McKinney-Vento helps with this, too. It gives Klein and others like her a definition of the word “homeless” to work from. Anybody who has lost housing due to a hardship and is temporarily living somewhere else – whether that’s being doubled up with friends or family, living in a shelter, or even living on the street, in cars, in parks or abandoned buildings – qualifies.
This also includes any child left whose parent is no longer in the picture, or teenagers who have run away from home.
All school staff within MPS are trained to identify signs of homelessness. The district also has close relationships with local shelters, which let Klein and her colleagues know when a district family uses their services.
LISTEN: Formerly Homeless Students in Milwaukee Share Their Stories
One of the most active partners is Pathfinders. The Milwaukee-based organization operates programs and shelters for homeless and runaway youth – many of whom they help enroll in local schools.
Katie Hamm, Pathfinders’ vice president of homeless services, says schools might never know who’s in need, because the stigma of being homeless keeps some families and kids from self-identifying.
“We all historically have had this image in our minds of what a homeless person looks like, and it’s a very old image,” Hamm explains. “They go to school and they are clean and put together.”

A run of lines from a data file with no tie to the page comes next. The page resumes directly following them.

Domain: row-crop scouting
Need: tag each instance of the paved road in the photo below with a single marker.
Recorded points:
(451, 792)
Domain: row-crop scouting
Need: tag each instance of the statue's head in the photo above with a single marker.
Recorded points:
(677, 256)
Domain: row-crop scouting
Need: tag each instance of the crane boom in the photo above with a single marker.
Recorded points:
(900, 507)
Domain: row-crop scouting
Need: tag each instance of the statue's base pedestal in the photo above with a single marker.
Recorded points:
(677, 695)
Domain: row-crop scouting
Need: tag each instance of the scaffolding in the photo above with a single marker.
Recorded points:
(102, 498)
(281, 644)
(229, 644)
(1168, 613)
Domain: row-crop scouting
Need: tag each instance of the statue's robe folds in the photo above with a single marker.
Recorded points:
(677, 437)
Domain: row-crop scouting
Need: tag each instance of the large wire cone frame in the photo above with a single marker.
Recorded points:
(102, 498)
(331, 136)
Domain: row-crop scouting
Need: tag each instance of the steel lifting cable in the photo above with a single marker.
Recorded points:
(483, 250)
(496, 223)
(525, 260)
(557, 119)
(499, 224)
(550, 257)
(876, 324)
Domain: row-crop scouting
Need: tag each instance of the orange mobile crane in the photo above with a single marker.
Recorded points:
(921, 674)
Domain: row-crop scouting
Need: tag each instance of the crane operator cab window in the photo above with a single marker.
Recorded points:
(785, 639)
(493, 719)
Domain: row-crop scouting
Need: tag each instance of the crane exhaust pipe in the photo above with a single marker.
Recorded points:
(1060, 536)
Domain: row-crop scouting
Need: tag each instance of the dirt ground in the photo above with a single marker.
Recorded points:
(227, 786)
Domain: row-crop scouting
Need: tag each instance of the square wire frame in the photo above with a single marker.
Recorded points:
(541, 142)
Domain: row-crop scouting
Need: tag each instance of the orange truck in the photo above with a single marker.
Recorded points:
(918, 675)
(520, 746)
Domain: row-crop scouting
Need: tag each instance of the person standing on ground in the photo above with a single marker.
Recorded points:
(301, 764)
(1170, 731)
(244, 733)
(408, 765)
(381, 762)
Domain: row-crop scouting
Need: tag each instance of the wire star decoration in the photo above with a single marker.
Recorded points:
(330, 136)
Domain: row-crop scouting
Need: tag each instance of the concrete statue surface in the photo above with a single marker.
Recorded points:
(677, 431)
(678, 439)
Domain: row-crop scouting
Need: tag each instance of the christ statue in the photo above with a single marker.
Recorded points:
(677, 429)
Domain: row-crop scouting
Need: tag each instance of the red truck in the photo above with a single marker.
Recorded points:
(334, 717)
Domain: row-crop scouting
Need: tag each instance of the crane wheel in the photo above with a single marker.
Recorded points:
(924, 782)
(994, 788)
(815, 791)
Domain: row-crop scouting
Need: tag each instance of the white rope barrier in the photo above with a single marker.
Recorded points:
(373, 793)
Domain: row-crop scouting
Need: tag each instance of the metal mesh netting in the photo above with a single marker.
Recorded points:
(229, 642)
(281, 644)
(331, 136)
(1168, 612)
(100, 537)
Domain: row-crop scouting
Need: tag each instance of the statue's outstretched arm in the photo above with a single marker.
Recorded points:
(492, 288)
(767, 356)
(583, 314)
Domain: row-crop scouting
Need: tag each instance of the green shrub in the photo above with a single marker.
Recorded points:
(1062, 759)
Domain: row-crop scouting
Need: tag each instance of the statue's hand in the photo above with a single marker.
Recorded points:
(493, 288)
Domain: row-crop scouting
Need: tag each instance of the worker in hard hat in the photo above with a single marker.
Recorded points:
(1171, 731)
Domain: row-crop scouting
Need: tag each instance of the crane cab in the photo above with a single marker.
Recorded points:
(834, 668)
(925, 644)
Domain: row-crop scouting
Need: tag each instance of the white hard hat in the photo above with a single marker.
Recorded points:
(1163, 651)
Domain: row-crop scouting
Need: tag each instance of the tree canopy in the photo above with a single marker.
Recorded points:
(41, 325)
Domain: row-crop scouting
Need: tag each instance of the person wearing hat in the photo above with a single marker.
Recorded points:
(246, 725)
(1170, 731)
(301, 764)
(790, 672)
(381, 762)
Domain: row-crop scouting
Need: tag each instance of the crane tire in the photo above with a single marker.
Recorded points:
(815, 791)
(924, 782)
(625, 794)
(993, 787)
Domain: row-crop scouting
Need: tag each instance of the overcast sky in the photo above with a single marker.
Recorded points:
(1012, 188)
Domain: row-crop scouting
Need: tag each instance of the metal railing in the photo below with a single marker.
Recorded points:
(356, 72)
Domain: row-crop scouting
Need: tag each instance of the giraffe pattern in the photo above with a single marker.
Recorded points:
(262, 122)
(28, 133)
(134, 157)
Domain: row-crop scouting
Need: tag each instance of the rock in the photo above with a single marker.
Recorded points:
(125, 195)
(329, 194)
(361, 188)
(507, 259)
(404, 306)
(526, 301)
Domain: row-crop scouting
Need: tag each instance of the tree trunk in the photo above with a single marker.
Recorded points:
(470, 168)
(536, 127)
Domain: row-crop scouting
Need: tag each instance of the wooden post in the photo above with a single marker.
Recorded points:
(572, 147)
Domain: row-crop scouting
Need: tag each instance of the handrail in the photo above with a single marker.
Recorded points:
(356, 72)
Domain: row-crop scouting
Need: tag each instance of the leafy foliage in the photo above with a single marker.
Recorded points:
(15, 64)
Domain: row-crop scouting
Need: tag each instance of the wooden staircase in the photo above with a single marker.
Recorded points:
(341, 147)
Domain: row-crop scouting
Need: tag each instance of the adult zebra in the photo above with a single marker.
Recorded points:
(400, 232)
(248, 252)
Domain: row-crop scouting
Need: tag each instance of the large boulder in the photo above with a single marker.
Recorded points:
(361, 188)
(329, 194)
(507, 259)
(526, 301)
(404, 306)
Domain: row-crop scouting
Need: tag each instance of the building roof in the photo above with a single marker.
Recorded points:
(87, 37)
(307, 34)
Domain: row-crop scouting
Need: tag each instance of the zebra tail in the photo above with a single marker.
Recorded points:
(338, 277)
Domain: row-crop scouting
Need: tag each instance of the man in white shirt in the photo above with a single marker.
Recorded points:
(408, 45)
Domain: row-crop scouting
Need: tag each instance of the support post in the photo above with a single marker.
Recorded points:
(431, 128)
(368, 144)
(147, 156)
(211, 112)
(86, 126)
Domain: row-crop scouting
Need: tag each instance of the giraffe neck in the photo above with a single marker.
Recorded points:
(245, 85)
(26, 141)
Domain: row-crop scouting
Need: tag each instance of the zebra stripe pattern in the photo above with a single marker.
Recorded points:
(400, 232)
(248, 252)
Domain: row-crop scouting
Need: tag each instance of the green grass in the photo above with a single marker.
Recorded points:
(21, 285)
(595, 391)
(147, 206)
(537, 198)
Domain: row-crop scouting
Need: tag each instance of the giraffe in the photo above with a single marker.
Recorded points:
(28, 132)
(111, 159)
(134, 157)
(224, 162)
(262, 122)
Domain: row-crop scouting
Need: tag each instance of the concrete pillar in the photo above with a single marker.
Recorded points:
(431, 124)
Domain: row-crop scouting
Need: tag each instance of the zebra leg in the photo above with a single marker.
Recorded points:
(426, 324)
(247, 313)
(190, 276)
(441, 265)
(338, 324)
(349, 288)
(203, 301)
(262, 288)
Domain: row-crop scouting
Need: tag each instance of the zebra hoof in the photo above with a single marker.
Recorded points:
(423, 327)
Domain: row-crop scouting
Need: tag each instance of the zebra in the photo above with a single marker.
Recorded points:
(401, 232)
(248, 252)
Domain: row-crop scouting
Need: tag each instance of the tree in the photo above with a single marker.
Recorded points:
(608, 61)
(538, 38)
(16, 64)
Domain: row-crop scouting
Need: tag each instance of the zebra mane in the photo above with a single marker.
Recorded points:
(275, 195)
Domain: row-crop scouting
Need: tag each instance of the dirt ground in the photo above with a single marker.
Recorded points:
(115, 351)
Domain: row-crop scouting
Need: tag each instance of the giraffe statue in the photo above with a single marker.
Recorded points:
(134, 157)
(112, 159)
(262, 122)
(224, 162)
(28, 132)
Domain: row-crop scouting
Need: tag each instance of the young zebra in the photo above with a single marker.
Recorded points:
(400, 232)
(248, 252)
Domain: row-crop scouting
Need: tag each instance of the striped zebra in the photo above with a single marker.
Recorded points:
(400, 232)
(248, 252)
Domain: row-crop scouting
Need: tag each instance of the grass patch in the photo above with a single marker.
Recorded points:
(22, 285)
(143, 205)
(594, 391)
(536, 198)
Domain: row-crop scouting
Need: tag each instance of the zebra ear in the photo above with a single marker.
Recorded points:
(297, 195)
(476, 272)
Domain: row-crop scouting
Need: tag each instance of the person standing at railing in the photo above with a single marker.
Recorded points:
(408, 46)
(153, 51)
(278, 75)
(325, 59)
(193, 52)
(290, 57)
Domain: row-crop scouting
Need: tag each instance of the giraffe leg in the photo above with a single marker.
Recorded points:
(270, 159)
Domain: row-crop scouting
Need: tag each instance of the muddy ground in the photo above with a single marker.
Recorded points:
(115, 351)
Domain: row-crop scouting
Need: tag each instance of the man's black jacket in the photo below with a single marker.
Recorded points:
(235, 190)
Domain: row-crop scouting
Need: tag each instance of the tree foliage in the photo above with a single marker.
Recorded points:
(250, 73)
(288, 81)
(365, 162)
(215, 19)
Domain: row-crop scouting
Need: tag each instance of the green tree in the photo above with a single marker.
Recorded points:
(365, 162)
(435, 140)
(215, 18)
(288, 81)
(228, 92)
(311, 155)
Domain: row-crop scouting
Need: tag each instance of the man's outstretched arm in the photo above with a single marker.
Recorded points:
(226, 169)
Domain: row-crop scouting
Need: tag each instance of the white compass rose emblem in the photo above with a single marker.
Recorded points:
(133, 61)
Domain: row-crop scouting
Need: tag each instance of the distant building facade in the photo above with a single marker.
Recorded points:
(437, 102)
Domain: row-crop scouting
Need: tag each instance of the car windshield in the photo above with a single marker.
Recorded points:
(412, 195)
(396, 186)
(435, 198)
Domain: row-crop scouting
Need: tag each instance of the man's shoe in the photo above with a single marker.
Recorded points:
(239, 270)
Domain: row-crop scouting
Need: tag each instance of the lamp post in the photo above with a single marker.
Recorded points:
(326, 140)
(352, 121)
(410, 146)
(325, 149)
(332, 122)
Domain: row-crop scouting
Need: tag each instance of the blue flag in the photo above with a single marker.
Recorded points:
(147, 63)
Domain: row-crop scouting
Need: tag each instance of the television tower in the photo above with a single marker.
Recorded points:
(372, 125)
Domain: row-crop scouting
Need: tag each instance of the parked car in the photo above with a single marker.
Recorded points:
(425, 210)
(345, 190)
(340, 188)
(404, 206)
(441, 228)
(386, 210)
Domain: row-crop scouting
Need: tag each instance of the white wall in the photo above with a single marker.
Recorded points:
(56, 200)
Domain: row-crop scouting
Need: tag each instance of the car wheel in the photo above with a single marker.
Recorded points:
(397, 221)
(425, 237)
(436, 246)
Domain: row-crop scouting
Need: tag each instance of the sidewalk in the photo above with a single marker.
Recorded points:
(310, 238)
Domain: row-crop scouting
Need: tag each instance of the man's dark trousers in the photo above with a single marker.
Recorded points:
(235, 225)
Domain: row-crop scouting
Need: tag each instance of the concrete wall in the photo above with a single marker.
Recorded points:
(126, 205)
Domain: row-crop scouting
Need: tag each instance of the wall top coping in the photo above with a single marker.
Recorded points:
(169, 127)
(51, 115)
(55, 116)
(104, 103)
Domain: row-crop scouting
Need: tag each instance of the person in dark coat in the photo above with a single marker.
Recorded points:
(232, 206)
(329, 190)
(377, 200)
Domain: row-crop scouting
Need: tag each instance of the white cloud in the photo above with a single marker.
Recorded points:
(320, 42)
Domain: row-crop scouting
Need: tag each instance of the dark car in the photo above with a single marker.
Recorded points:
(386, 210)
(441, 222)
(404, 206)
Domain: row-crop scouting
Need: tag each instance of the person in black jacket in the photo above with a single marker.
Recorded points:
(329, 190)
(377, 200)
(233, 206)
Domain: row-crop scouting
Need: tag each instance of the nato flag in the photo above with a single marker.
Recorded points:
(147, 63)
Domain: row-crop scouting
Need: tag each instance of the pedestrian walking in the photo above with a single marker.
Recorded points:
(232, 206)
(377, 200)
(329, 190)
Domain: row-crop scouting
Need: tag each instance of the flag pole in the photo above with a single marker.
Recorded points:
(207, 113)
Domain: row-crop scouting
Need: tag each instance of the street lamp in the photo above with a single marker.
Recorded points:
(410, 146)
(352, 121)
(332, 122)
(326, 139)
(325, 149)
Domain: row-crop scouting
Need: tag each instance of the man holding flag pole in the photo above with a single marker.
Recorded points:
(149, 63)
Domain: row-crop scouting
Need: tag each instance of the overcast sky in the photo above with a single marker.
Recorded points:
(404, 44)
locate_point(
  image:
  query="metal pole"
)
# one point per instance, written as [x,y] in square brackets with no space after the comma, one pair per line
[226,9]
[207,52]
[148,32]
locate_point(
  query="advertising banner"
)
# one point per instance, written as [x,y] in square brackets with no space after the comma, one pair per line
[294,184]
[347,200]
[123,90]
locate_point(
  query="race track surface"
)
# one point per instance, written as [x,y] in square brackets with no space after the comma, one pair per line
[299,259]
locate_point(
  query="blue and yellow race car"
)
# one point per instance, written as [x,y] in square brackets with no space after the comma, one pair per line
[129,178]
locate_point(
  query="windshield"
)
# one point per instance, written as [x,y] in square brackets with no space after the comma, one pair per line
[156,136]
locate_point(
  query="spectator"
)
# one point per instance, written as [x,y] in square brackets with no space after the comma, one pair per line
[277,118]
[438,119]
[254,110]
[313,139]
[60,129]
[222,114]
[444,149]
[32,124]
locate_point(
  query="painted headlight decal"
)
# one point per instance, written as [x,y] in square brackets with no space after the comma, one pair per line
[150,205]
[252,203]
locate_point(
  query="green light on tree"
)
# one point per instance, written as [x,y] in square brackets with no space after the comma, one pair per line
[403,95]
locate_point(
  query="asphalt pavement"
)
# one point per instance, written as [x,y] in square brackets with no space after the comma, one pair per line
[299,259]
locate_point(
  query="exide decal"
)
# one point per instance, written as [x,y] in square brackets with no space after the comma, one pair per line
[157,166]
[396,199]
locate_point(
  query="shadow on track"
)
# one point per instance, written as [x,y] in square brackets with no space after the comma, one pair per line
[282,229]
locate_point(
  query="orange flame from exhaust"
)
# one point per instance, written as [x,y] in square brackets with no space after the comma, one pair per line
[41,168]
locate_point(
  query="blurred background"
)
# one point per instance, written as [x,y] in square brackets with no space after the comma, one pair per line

“I actually remember a young person who had figured out that if he carried a set of keys and kind of jangled the keys that no one ever would question that he didn’t have a place to go, because those keys meant that he belonged somewhere,” Hamm recounts.
This, Cathy Klein says, is why she chooses to describe her charges as kids “experiencing homelessness.”
“We do like to think of kids not as ‘homeless students,’ but as students first,” Klein says. “People aren’t homeless because they’re addicted to drugs, or because they are gambling away their money. Certainly there are some people that fall into that category. But the vast majority of people I talk to are homeless because of things that they had no control over. And now they find themselves in a situation that they’re struggling with.”
Step 3: Follow Through
Samantha Mewes does a lot of the same work as Klein at her own school. Mewes works as director of counseling at Milwaukee Collegiate Academy, a city charter school.
"Here's the thing: you could go a whole year, and somebody might not have any idea the situation of a particular student."
Mewes guesses that out of 300 MCA students, 15 fall under the category of “homeless.” But, she says, the number constantly changes, because there are always students who need to find a new place to stay.
She says some have conflict within the family, or have experienced trauma, so they run away and hop from place to place.
It’s her job to keep up, to know when a house burns down or so-and-so’s mom kicked him out.
But kids don’t always tell her. She often finds out through the grapevine, or on social media.
“If they have a cell phone, it’s a phone call or a text message. If they have access to Wi-Fi and they have an email, sometimes it’s that Gmail chat. Sometimes it’s the inboxing on Facebook, all the different social media websites now,” Mewes lists. “I’m getting into the Snapchat, trying to figure out that.”
“And here’s the thing: you could go a whole year, and somebody might not have any idea the situation of a particular student,” she adds.
Mewes says there is no one way to keep up, because there isn’t a “template” for homelessness.
Lucky for MPS’ Cathy Klein, most young students do share their housing situation -- usually, when parents enroll them and don’t have an address to list.
But high school students are a bit trickier. Often times, they’re on their own, and whenever the teens move, there’s a good chance they’ll stop coming to school.
“What worries me is when they lose families,” Klein says. “Sometimes they come here and enroll, and then they never show up at the school. Sometimes we just don’t know what happens to them. And that’s hard.”
The kind of tracking people like Klein do will continue all year. And their doors remain open throughout the year, to help students and families feel comfortable coming in, sharing their story and registering for services as housing situations change.